A recurring column exploring various statistics related to sexual wellness, mental health, and substance use at Colorado College, brought to you by the Wellness Resource Center.
91 percent of the CC students who reported that they had experienced sexual assault with bystanders present during the incident, said that those bystanders did not intervene.
Though the sample size on this particular survey question is small — only 45 responses were collected — it is representative of a phenomenon that has long characterized and perpetuated rape culture: the “bystander effect.” The bystander effect occurs when the presence of others discourages an individual from intervening in an emergency situation. Because each individual is merely part of the crowd, no single person feels responsible for taking direct action.
In essence, to be a bystander is to remain passive. While one cause of this passivity is the diffusion of responsibility, another is the social norms that discourage individuals from acting against the grain. When other observers fail to react, passivity becomes the socially respectable response and to intervene would be to deviate from the norm. Here lies the issue: an environment that fails to actively question situations that appear dangerous is an environment that permits them.
College campuses at large are at high risk for becoming such environments, as students unknowingly exhibit the bystander effect in everyday situations, whether at a party or in the classroom. CC is not immune. These statistics illustrate the ways in which inactivity creates, and subsequently becomes, a “norm” that permits sexual violence.
This is not to erase the efforts made by students who decide to engage. Twelve percent of students who reported that they themselves had not experienced sexual assault did report having witnessed a situation they believed to be assault. Of this 12 percent, 68 percent said they had intervened. While recognizing that this number must continue to grow, and cannot be fully celebrated until it reaches totality, 68 percent carries promise. CC is an environment that we as students have the power to change.

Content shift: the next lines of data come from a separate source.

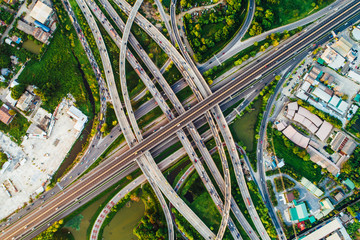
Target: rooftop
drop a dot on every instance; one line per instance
(41, 12)
(349, 184)
(324, 131)
(326, 230)
(311, 187)
(5, 116)
(342, 46)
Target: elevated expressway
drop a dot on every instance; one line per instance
(106, 171)
(179, 109)
(130, 138)
(148, 165)
(225, 131)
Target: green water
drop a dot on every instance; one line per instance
(31, 46)
(243, 129)
(122, 225)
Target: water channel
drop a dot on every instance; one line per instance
(125, 220)
(243, 129)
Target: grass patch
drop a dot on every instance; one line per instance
(184, 93)
(154, 51)
(209, 32)
(262, 210)
(111, 147)
(287, 183)
(110, 118)
(273, 14)
(243, 129)
(17, 128)
(272, 193)
(167, 152)
(61, 69)
(172, 74)
(141, 101)
(149, 117)
(196, 196)
(231, 108)
(306, 169)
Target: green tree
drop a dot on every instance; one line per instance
(17, 91)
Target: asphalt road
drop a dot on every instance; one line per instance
(239, 45)
(104, 172)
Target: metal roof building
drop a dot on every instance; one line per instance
(41, 12)
(327, 229)
(299, 212)
(342, 46)
(324, 131)
(354, 76)
(296, 137)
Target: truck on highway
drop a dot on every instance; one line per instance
(248, 201)
(137, 71)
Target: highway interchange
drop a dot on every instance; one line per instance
(182, 120)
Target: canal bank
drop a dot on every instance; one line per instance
(83, 140)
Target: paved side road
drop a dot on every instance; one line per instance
(249, 42)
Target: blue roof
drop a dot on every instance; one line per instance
(349, 184)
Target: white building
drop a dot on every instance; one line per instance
(78, 116)
(327, 231)
(41, 12)
(354, 76)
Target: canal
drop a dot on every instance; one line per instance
(243, 129)
(125, 220)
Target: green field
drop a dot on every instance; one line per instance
(149, 117)
(62, 69)
(201, 202)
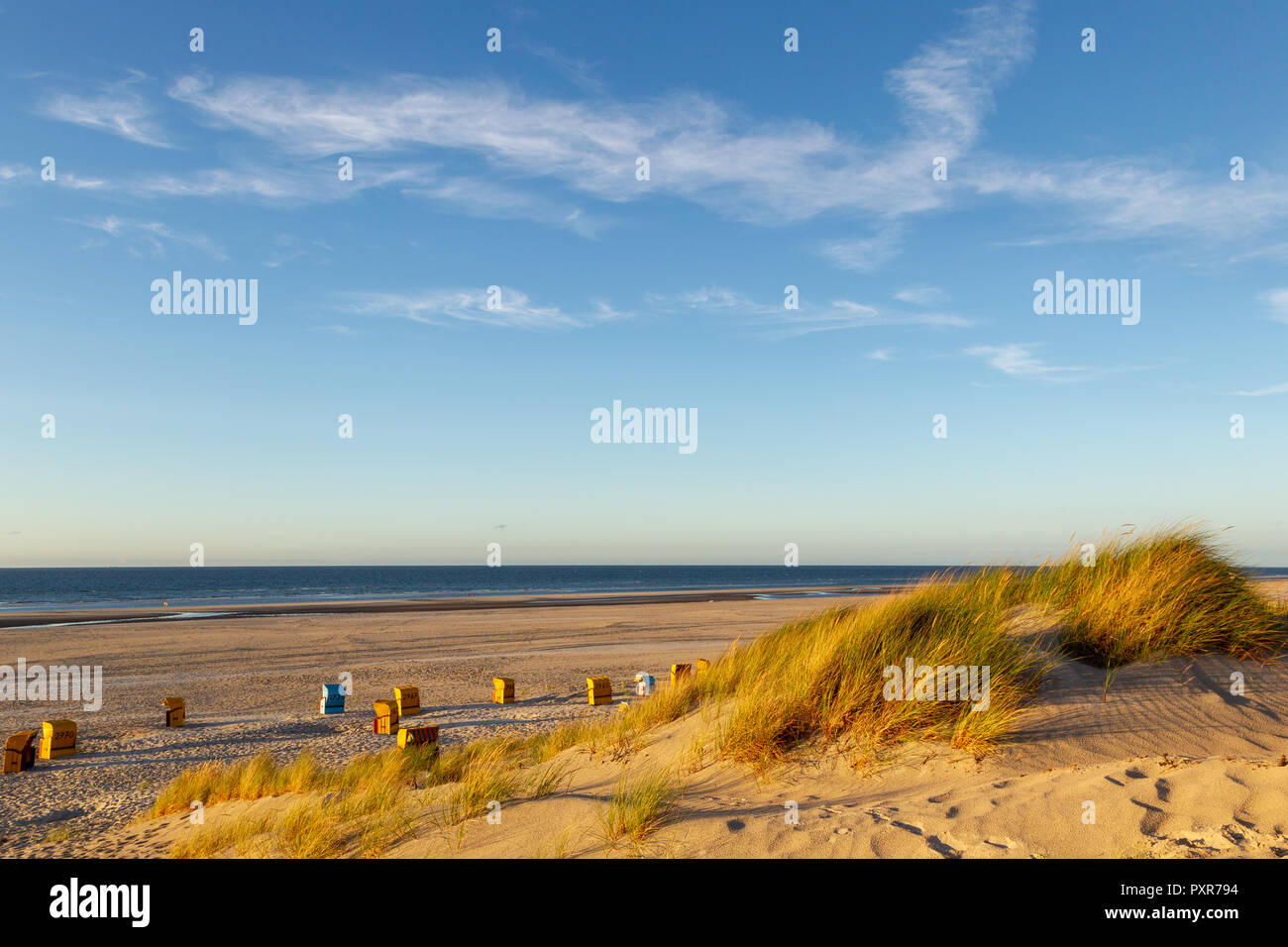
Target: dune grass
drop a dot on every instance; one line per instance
(825, 676)
(1171, 592)
(639, 806)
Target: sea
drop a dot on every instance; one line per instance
(56, 589)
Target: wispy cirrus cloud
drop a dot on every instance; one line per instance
(445, 307)
(1276, 302)
(1263, 392)
(153, 235)
(116, 108)
(776, 321)
(1020, 360)
(767, 170)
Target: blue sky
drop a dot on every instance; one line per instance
(518, 169)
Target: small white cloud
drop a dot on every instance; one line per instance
(469, 305)
(863, 256)
(1018, 360)
(1276, 300)
(921, 295)
(1262, 392)
(153, 235)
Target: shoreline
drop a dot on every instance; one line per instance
(482, 603)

One way to increase intervention is to increase understanding of when it is appropriate to intervene. Intervention is not only required when a drunk college student is being led home by another, against their will. Taking action against less extreme violence, like disrespectful or abusive behavior, and homophobic, racist, or sexist language can ultimately prevent assaults.
This campus offers multiple resources for students to inform and empower themselves. Action is only effective once we become aware of the issues, recognize them, and learn how to respond appropriately. The Wellness Resource Center and other campus offices such as The Butler Center offer trainings and workshops that teach the skills necessary to become an active bystander or, in CC terminology, a BADASS (Be Aware, Decide to Act, Say Something). The next training will be held by the Wellness Resource Center on Sept. 27, at 5 p.m. in McHugh Commons.
It’s time to create a new norm.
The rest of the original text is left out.